Sergio Chavez, assistant professor of sociology at Rice and one of the study's co-authors, noted that when these life skills are acquired through education or another accredited process, it is advantageous to the migrant worker. Chavez said that current U.S. immigration policy gives preference to these "skilled" immigrants who rank high on traditional human capital characteristics, such as education levels and other formal credentials, and allows them to enter the U.S.; but the policy limits the entry of "unskilled" migrants, a categorization that ignores the substantial informal skills they bring to U.S. labor markets.

"Unlike migrants whose human capital is largely acquired in formal learning environments leading to credentialed and organized knowledge, we discovered that migrants in our study with low levels of education acquire most of their skills informally through interaction and observation both on and off the job," Chavez said. "This is not to say that migrants with formal credentials do not acquire some skills informally before migration, but that for migrants with low levels of formal education, job skills are learned predominantly in informal social contexts rather than classrooms and thus are often hidden skills. It is therefore especially important that the assessment of migrant welfare gains according to models of human capital account for the acquisition of lifelong human capital."

Chavez and his co-authors said the study has broad implications for migration policies of both the U.S. and Mexico. "These individuals with skills acquired informally often have much to contribute to the U.S. labor markets," Chavez said. "Unfortunately, current immigration policies severely limit the number of these individuals who can enter the U.S."

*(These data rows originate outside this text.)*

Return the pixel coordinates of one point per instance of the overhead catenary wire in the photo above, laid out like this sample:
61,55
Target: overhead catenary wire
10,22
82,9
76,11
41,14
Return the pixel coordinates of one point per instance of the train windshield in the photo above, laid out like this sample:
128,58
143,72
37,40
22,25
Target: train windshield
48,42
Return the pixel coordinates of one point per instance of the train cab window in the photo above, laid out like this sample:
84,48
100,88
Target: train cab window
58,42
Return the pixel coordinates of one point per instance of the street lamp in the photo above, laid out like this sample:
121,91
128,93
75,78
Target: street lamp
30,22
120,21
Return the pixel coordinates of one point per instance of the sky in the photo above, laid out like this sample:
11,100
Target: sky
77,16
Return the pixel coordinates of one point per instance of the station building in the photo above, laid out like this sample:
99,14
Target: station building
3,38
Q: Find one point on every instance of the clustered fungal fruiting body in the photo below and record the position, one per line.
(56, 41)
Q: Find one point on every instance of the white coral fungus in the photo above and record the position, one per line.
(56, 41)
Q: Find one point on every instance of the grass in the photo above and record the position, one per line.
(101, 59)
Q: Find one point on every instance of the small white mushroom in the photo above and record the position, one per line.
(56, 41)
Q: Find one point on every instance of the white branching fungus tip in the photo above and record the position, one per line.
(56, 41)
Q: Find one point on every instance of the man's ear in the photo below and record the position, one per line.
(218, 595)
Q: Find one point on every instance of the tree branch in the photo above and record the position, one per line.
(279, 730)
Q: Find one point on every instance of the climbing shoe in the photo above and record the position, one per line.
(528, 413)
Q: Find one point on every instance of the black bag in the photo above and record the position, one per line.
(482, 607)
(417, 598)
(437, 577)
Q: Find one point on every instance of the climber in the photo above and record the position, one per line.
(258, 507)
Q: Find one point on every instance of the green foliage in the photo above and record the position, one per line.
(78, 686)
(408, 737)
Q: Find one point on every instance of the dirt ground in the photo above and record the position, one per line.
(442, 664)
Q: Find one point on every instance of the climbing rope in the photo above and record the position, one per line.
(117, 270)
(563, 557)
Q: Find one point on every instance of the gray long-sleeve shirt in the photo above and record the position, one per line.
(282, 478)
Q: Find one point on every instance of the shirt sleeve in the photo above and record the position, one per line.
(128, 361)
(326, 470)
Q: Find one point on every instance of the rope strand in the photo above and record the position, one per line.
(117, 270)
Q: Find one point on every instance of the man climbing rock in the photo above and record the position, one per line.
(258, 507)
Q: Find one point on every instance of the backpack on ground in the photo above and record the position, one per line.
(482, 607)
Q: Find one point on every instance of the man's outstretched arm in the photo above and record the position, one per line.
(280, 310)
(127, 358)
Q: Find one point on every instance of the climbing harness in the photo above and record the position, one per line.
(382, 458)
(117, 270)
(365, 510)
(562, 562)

Chavez said that instead of focusing only on the continued expansion of immigration policy preferences for narrowly defined skilled migrants, the U.S. government needs to consider more carefully what is meant by "skilled workers" and design fairer and more effective immigration policies that match their abilities to the specific needs of U.S. industry and thereby recognize the economic contributions of all migrants within a lifelong human capital framework.